Wellington: Vampires are probably not mythical creatures anymore - Melbourne 'vampire' Kriss Poison drinks her husband's blood as an expression of love, reports MidDay.
"It is a loving power. It is all about love. When you love a person you can take from them, and they can take from me," Stuff.co.nz quoted Poison as saying.
She's not the only one though - Poison believes as many as 300 Australians share her gruesome habit.
Researchers say the Internet has enabled disparate individuals around the world to meet and reinforce spiritual beliefs based on traditionally "dark" mythical forces such as vampires and werewolves.
"People are becoming inspired by the characteristics of the vampire and see them as a source of fulfilling their potential and inner abilities," said Adam Possamai, Sydney author of Sociology of Religion for Generations X and Y.
"The vampire is no longer a monster that needs to be exclusively destroyed; it is now a superman type of character that people aspire to become, to realise their full potential," he added.
John Polidori, author of the 1819 short story 'The Vampyre' said that vampires went through a radical transformation in the 1970s, when they started to arouse a longing for personal transformation, and the success of Twilight has only further heightened their appeal as models for personal transformation.
"Vampires are no longer lonely creatures hiding in the underground of our cities; they live with us in the daylight in our towns and suburbs - and we had better get used to them," he said.
Sydney vampire Morpheus, who first tasted blood when he bit someone in a fight in primary class, believes drinking blood will prepare him for a better afterlife.
"I bit someone in the fight, and when I tasted blood it almost tasted like I had done that before," he said.
He now drinks only the blood of females he is romantically involved with.
Drew Sinton worked in advertising before studying to be an Anglican priest. A girlfriend with a fetish for being bitten was his first foray into vampirism.
He renounced the church after a research trip to Nazareth left him disillusioned, "I was always a bit of an outsider, but then I swapped advertising - a bloodsucking career - for a bloodsucking lifestyle."

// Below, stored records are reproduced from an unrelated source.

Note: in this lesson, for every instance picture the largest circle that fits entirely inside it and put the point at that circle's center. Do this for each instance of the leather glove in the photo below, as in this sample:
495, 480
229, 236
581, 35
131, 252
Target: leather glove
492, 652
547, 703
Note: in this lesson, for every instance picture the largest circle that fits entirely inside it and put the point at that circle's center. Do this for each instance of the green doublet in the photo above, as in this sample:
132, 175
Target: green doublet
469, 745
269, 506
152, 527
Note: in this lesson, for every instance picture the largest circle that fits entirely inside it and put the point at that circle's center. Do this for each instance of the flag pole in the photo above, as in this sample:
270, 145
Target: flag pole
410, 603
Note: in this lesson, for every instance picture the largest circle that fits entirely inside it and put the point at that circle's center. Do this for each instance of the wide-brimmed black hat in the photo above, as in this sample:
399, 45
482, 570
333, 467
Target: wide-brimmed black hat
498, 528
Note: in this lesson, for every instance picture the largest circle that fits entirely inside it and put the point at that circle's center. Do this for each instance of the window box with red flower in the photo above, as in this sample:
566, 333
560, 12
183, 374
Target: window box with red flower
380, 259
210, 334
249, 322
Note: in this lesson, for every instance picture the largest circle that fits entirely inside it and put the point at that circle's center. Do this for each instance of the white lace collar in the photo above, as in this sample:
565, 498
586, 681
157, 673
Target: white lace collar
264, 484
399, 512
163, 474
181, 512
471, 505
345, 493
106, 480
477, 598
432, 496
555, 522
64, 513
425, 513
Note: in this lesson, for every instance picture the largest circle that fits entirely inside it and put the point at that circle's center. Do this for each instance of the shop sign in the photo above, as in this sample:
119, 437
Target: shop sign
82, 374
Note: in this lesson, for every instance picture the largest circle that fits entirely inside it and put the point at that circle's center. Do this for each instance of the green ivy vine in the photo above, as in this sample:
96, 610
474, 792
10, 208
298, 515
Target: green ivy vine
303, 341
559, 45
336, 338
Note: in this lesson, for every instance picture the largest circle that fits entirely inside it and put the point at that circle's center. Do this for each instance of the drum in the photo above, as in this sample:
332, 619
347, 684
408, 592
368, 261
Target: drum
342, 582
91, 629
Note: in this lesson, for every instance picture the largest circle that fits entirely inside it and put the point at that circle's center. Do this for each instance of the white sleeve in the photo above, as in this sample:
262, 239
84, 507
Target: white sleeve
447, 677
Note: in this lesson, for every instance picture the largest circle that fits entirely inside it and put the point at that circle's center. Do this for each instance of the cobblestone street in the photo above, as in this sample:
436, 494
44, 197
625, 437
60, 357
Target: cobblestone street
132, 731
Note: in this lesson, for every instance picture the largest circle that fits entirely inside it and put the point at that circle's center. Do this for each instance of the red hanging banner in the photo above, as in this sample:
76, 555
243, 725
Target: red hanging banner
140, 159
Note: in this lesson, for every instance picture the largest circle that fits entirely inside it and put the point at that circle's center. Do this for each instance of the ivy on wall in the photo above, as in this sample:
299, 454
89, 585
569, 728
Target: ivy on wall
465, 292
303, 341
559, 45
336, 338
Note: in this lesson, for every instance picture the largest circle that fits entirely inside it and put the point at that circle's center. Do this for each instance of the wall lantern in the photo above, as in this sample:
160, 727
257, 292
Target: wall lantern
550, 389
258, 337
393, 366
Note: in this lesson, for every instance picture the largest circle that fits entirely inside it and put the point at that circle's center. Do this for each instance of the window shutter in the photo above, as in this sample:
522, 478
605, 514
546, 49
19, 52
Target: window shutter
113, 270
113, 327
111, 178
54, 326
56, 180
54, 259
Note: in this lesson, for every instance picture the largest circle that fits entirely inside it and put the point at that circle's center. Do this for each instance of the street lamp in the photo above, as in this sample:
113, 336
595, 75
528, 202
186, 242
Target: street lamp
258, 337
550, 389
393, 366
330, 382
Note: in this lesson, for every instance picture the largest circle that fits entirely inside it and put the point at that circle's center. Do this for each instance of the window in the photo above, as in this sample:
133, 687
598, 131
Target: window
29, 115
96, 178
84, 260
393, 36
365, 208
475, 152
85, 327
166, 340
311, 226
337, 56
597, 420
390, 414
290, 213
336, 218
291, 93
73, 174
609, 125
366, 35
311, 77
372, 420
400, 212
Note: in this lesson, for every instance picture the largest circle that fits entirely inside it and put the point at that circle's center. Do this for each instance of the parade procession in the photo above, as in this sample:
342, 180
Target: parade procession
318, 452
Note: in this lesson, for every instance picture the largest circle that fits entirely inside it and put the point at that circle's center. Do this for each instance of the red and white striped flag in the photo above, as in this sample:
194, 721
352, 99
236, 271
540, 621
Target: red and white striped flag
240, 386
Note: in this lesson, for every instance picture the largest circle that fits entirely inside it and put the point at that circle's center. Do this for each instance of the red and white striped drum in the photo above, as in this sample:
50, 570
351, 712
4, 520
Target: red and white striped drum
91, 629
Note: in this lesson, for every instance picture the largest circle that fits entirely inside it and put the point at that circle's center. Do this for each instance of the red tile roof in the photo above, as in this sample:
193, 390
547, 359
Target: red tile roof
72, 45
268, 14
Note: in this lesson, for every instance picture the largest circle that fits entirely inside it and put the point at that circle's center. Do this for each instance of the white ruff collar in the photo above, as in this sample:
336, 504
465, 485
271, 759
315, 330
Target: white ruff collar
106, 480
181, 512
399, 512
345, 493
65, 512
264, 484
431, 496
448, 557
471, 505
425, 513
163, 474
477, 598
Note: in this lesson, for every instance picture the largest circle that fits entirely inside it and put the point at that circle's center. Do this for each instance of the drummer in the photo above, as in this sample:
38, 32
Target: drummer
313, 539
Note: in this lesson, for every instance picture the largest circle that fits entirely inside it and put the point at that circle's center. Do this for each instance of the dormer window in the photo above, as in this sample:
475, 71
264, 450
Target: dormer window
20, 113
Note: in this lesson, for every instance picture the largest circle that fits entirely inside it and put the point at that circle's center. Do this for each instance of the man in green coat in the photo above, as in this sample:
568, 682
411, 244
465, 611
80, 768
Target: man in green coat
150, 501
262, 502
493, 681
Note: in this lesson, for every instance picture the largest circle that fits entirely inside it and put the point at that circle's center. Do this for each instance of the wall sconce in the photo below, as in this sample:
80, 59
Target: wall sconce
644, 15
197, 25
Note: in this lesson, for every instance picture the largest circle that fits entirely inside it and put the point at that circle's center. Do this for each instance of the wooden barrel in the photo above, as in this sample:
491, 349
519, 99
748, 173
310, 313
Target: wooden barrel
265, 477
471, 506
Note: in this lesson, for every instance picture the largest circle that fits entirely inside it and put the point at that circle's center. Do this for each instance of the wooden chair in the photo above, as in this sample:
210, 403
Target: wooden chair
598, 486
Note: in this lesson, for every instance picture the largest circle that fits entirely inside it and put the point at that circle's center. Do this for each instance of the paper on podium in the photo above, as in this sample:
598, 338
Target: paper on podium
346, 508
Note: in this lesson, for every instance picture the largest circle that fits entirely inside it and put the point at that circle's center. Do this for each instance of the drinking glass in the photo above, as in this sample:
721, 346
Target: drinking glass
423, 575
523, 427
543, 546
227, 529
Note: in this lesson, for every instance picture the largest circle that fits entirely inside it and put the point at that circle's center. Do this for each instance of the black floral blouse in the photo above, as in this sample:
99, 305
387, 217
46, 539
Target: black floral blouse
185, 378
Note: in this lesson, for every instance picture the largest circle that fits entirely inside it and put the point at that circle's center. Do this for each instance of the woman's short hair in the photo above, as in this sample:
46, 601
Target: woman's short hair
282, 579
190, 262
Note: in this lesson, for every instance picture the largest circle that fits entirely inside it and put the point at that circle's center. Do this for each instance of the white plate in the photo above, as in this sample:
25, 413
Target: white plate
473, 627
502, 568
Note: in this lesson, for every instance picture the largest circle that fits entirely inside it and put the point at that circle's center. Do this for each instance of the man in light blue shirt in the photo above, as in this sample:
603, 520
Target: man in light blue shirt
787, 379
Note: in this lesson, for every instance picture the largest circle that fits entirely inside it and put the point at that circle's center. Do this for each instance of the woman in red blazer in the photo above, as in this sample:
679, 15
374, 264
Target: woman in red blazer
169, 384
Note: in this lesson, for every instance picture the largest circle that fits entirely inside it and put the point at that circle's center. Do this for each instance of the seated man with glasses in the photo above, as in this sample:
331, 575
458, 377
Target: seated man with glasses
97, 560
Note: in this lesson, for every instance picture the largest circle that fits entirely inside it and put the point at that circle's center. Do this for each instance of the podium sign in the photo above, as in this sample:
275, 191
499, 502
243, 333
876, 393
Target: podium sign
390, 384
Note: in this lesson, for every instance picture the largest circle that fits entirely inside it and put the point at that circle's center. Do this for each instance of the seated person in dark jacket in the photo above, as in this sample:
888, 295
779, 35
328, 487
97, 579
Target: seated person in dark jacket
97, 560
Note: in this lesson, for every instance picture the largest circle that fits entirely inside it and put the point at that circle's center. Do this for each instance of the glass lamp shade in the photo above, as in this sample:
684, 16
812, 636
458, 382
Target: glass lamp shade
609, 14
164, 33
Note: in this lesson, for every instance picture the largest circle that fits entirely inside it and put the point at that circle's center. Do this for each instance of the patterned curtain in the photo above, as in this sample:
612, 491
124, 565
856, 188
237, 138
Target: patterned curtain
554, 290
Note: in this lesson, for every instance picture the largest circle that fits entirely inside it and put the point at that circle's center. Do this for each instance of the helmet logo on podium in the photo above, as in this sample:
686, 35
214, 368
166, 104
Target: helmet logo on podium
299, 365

Queensland scholar David Keyworth said an unofficial psychiatric disorder called Renfield''s syndrome involved (usually males) drinking blood for sexual pleasure.
"There is an increasing number of otherwise-normal youth who genuinely believe that they are vampires for real, and claim to have a congenital or metabolic need to consume the blood (self-styled ''sanguinarian'' vampires) and/or bodily energy of the living (''psi-vamps'')," he wrote.